Two sets of items have involved especially protracted labours. The _list_ items define the attributes and relationships between items in a looped list. The _list_level allows for data names to be assigned to deeper levels in nested loops. As such, it has no use in CIF applications, where nested loops are forbidden; but it allows nested loop structures to be defined in other STAR applications which do permit it. In my view this is important, for it permits the definition of hierarchical data models, where the existence of certain data items is dependent on the existence of others at a higher level in the hierarchy (you can't have a loop at level 2 unless it is nested within a loop at level 1). I don't know enough to say whether this is a necessary or sufficient condition for mapping STAR data structures onto hierarchical data models, but I have a feeling that it may be important for doing this, and I'd be glad to hear any informed commentary on this.

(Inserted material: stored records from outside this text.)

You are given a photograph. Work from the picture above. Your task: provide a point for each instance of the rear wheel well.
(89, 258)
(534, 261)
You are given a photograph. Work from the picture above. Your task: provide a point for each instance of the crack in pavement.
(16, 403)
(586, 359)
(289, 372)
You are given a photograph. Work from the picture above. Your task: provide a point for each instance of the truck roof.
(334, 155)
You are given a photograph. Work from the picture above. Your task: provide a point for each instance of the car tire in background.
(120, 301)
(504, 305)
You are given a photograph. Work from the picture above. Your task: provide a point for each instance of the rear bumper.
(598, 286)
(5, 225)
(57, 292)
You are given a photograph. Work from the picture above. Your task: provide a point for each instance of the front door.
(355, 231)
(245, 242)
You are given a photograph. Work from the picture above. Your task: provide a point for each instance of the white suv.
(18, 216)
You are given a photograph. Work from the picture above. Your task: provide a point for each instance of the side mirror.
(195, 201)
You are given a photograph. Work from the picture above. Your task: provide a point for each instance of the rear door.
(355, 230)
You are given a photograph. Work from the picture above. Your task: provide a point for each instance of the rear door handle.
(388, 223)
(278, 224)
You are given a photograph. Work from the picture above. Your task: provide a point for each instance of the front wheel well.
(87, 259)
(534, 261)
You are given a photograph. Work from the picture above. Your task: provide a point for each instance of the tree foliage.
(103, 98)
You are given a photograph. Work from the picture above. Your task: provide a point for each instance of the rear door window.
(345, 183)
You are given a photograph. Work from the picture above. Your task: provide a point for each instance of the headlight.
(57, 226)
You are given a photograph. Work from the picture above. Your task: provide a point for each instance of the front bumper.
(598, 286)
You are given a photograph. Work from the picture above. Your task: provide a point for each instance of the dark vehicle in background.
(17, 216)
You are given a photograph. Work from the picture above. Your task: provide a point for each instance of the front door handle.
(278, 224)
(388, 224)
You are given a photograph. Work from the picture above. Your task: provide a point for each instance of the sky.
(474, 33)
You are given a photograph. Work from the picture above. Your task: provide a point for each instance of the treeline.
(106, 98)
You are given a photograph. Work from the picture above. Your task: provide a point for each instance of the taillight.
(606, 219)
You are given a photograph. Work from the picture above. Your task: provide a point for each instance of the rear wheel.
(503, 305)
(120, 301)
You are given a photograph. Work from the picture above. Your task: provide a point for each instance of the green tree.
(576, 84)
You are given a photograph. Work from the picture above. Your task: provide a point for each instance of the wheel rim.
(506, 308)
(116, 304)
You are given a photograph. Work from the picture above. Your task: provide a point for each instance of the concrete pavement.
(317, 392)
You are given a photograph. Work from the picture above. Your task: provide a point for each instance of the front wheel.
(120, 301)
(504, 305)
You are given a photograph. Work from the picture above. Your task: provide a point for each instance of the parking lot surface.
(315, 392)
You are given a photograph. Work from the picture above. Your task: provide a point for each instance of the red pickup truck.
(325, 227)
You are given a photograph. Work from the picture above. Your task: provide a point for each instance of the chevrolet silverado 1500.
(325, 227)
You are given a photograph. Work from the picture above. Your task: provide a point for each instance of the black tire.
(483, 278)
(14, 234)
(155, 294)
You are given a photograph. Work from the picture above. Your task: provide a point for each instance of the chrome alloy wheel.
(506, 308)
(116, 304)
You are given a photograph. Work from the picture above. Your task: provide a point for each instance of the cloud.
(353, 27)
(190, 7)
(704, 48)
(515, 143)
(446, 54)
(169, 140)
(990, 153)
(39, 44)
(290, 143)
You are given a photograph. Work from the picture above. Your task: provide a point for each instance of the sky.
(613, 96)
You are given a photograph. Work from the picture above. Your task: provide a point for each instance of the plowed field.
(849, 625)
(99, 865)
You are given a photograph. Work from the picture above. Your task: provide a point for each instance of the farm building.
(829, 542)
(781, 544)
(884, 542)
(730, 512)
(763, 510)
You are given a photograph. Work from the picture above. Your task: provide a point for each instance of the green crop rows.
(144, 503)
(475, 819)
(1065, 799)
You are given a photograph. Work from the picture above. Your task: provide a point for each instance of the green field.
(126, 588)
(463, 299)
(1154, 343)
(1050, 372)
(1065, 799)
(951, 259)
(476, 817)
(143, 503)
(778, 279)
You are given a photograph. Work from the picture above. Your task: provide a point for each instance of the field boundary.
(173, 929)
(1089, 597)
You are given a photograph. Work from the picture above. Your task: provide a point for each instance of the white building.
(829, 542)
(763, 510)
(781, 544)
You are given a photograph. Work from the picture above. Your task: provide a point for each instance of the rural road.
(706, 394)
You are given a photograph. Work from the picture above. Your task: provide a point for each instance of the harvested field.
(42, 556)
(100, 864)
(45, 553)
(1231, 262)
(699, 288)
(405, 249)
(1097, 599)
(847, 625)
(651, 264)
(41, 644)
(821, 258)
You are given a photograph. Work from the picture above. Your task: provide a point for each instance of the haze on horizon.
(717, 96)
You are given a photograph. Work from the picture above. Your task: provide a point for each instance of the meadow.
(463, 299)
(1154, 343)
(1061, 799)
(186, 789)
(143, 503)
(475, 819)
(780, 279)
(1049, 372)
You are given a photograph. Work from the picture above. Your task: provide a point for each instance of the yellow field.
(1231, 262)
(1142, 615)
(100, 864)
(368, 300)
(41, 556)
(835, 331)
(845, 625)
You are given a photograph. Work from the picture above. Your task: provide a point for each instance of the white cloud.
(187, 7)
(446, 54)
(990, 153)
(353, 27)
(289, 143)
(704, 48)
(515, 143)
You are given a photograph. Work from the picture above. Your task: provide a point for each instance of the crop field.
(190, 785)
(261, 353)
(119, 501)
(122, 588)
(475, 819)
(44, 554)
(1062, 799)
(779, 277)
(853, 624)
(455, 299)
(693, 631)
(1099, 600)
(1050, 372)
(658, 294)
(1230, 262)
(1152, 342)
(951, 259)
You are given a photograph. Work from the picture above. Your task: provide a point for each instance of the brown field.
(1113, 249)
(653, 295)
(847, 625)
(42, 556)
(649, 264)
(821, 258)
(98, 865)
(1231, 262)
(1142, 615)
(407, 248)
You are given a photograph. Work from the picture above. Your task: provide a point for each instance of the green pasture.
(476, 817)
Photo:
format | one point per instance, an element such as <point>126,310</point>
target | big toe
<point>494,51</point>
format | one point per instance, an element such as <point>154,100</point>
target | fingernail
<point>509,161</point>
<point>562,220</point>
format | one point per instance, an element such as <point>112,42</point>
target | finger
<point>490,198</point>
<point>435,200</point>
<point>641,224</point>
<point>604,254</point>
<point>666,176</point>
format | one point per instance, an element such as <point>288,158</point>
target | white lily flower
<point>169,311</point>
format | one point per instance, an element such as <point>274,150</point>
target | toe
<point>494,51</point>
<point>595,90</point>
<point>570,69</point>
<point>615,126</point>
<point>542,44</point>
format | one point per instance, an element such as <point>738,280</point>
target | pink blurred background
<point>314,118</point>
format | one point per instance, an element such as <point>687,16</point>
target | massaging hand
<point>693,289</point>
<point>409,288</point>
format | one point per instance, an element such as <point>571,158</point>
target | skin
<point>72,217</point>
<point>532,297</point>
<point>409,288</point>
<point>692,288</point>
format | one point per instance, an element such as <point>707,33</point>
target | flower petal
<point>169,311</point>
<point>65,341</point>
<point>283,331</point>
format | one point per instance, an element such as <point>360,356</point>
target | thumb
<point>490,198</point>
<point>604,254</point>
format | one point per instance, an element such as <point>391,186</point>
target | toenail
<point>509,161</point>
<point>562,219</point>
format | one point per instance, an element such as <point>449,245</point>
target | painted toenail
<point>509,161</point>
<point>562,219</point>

In CIF loops, which are always at level 1, the _list_ attributes describe the relations between the data values in a table, and so this is an attempt to map onto a relational data model. If one wants to identify the key to entries in such a table (the data name or names which must have unique values within the table), one must collect together entries with _list_mandatory set to 'yes' and the complete set of _list_uniqueness pointers.
Here's a simple example, somewhat adapted from the MIF paper, to show what's going on. The following loop defines a table of bonds in a chemical structure:
loop_ _bond_id_1 _bond_id_2 _bond_type C1 C2 double C2 C3 single C3 C4 double C1 C7 single
The MIF dictionary entry for _bond_type includes the line
loop_ _list_reference '_bond_id_1' '_bond_id_2'meaning that both bond id values must be present for the table entry to make sense. In the entries for _bond_id_1 (and _2) are found the lines
_list_mandatory yes loop_ _list_uniqueness '_bond_id_1' '_bond_id_2'
meaning that these datanames must be present in the loop, and must together be unique (C1 appears twice as _bond_id_1 in the example, but that's OK: on one occasion it's teamed with C2, on another with C7).
These relationships do all hang together; but it's necessary to do a certain amount of hunting through the dictionary to ensure that you've got all the relevant information (and it requires a lot of work to make sure that the dictionary yields this information in a consistent manner).
The other set of items I marked for interest are the _type_ group. Because the STAR philosophy is to store and deliver text strings, it was felt that the assignment of data types was largely unnecessary. Integers, floats, double-precision complex numbers and booleans did not need to be stored in any different manner. They can all be coded as text strings: "3", "2.76", "-1.30000988765876 + 0.00022456342987i", "yes". But there have been many voices raised to counter this view, and the solution adopted in DDL1.4 is to permit three fundamental types, with _type values of "numb", "char" and "null". ("null" is a device adopted to allow additional information to be stored in dictionaries for humans to read, but machine parsers to ignore.) _type_conditions extends this, so that 1.23(4) is understood as a number with associated standard uncertainty (e.s.d.) in CIF applications, and 1:4 is understood as a range of allowed integer values in certain MIF applications. _type_construct is a more general device which allows a data value to be compared with a pattern (in regular expression notation). Hence a date quantity could be described in the dictionary with a _type_construct of [0-9][0-9]:[0-9][0-9]:[0-9][0-9], meaning any triplet of two-digit integers separated by colons (not the format used in CIF!). The regex notation is very powerful, and in principle this allows very tight control over acceptable patterns in the string representing a data value.
A final comment on category. The category assigned to each data item defines which loop (table) it may appear in. If it doesn't normally appear in a loop, its category is more generally defined to encompass related items with the same status. Note that this linking of categories to loops results in rather a large number of distinct category assignments. It is not, perhaps, an effective taxonomic classification.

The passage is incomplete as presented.